Generation Z is not only investing earlier than previous generations but is also redefining what investing looks like in a digital world. Nearly 30% of Generation Z individuals begin investing in early adulthood, often before they fully enter the workforce.
This trend stands in stark contrast to millennials and Generation X, with only 15% and 9% respectively starting their investment journeys at the same age. The shift can be attributed to the economic uncertainty and rising living costs that many young people face today, prompting them to take charge of their financial futures sooner.
Key statistics:
- 30% of Generation Z individuals begin investing in early adulthood.
- 75% of Generation Z investors holding ETFs in retirement accounts.
- Only 4% of day traders earn enough to make a living, according to Minwoo Lim.
- 41% of Generation Z would trust AI to manage their portfolio.
Ambrico Ranginui, who grew up in a single-mum household, reflects this drive: “Growing up in a single-mum household, it made me quite a determined person to get ahead.” Many peers share similar motivations, seeking financial independence through smart investments.

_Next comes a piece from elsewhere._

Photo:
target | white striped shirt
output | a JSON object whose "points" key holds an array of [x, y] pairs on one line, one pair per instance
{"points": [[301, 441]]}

Shivana Anand asserts, “My money should be working for me.” This sentiment resonates widely among her generation, who are increasingly turning to digital investment tools like Sharesies and Robinhood. They prefer diversified portfolios and are more cost-conscious than previous generations.
As they navigate this new landscape, the future of investing for Generation Z remains uncertain. However, their proactive approach suggests they will continue to shape financial markets significantly. With their unique perspectives and experiences, they are poised to redefine what it means to invest.